Permeable infrastructure

When it comes to getting support for BMP developments, local nonprofits connect with activists like Katharine Lange at the Massachusetts Rivers Alliances, an organization that acts as a bridge between the state government and the local watershed groups. The nonprofit advocates for funding of green infrastructure through government grants and bills, including the American Rescue Plan. Grants are key for Hogan to push stormwater projects through to municipalities.

“Generally the grants really help [cost concerns] out and they help, selling that to [governments]. If you’re putting in 40% of the cost but you’re getting 100% of the benefit usually that goes over pretty well,” Hogan said.

Lange educates state legislators on various watershed issues, including stormwater. She is a major proponent of green infrastructure, a type of BMP that allows the ground to filter out pollutants and restore groundwater. Rain gardens, permeable pavement, and bioswales all fall under the umbrella of green infrastructure. Lange also notes that green infrastructure combats other climate issues.

“You have the huge aesthetic benefit, it reduces the urban heat island effect, makes it more comfortable for pedestrians and other folks who are on the sidewalk in the public sphere [and] helps for pollinators and increases species diversity,” Lange said.

Many BMPs have become engineered to increase their efficacy. For instance, permeable pavement, a type of green infrastructure with pores in the pavement to allow water to soak through, had to withstand freezing temperature to be cost-effective and effective. Now, there are permeable pavements with various structures depending on your climate, and these can be used to cover roads, sidewalks, and parking lots that hold a lot of stormwater pollution.

Lange sometimes sees pushback when she advocates for installations of rain gardens, bioswales, and native vegetation gardens. She questions grey infrastructure, man made technologies that control water like pipelines and reservoirs, and says lawmakers’ reluctance to support green building is largely due to ignorance.

“I think some of those green infrastructure solutions that help with storm water are sometimes still new to people in the decision-making rooms, and they haven’t seen them be effective at scale,” Lange said.

Randhir also sees a huge disconnect between the scientific findings on stormwater management and their application. For instance, the MS4 permit gives specific percentages of phosphorus reduction for major water bodies. Clean up pollution at the site, however, does not accomplish much.

“What we miss is a systemwide perspective of looking at the whole watershed system and seeing where the sources are coming from and trying to treat them at the source. And then, to catch them during the transfer,” Ranhir said.

There’s also NIMBY backlash from community members.

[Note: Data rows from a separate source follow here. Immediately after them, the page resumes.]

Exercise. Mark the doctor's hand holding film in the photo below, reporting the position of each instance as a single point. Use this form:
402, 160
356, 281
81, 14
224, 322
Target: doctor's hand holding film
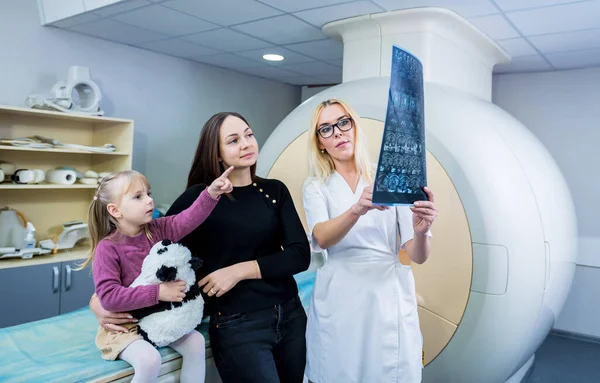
365, 203
424, 213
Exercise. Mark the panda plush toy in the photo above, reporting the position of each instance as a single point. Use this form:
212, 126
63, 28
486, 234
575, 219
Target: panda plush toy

“Even [with] planting a tree in a big city, there’s a lot of resistance,” Randhir said. “Even though it has a lot of [benefits], it can mitigate your stormwater runoff, it can improve your soil quality, it can sequester carbon, all those things. How many people would like to have free trees planted in the backyard or front yard, you will see that it’s not 100%.”

Community resistance is why watershed associations work to educate the public on stormwater. Understanding the issue, experts say, is critical not only for better solutions and community awareness, but because Lange believes the biggest victim of stormwater pollution is not the fish or the otters or the forest animals, but people.

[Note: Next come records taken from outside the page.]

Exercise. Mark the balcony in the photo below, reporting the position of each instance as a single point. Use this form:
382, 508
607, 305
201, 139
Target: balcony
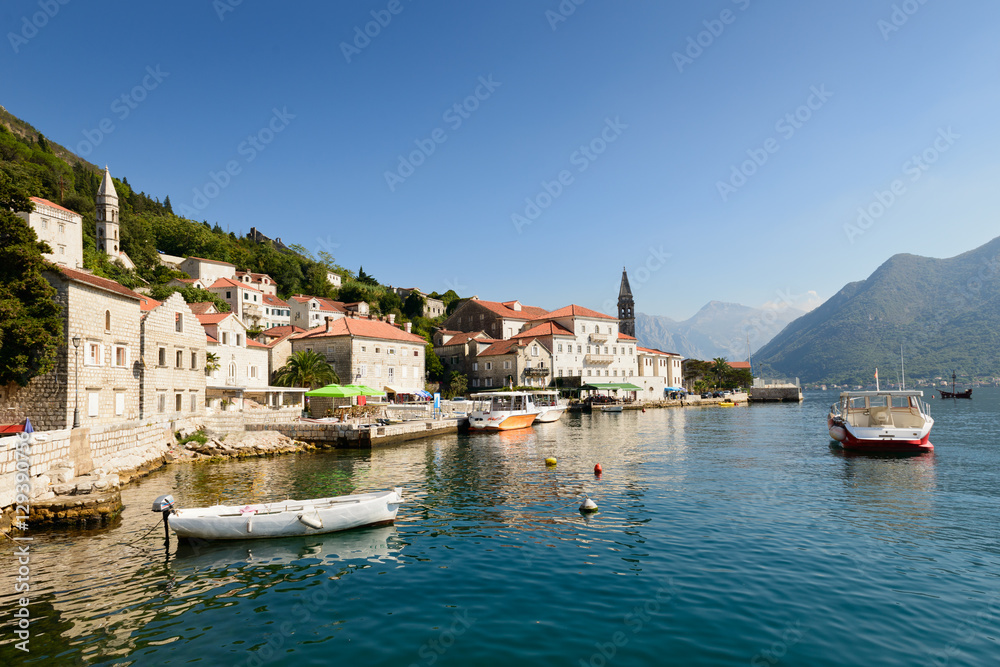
599, 358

“You know, if you are getting rid of excess household chemicals or paints or something from your garage, and you’re putting it in the driveway, just know that it’s going into your nearest water body,” Lange said.

“If you wouldn’t want to swim in it, if you wouldn’t want to eat a fish that had drank that or had your dog to go lap it up, you probably shouldn’t dump it on the ground.”


This article was produced in collaboration with the Boston Institute for Nonprofit Journalism.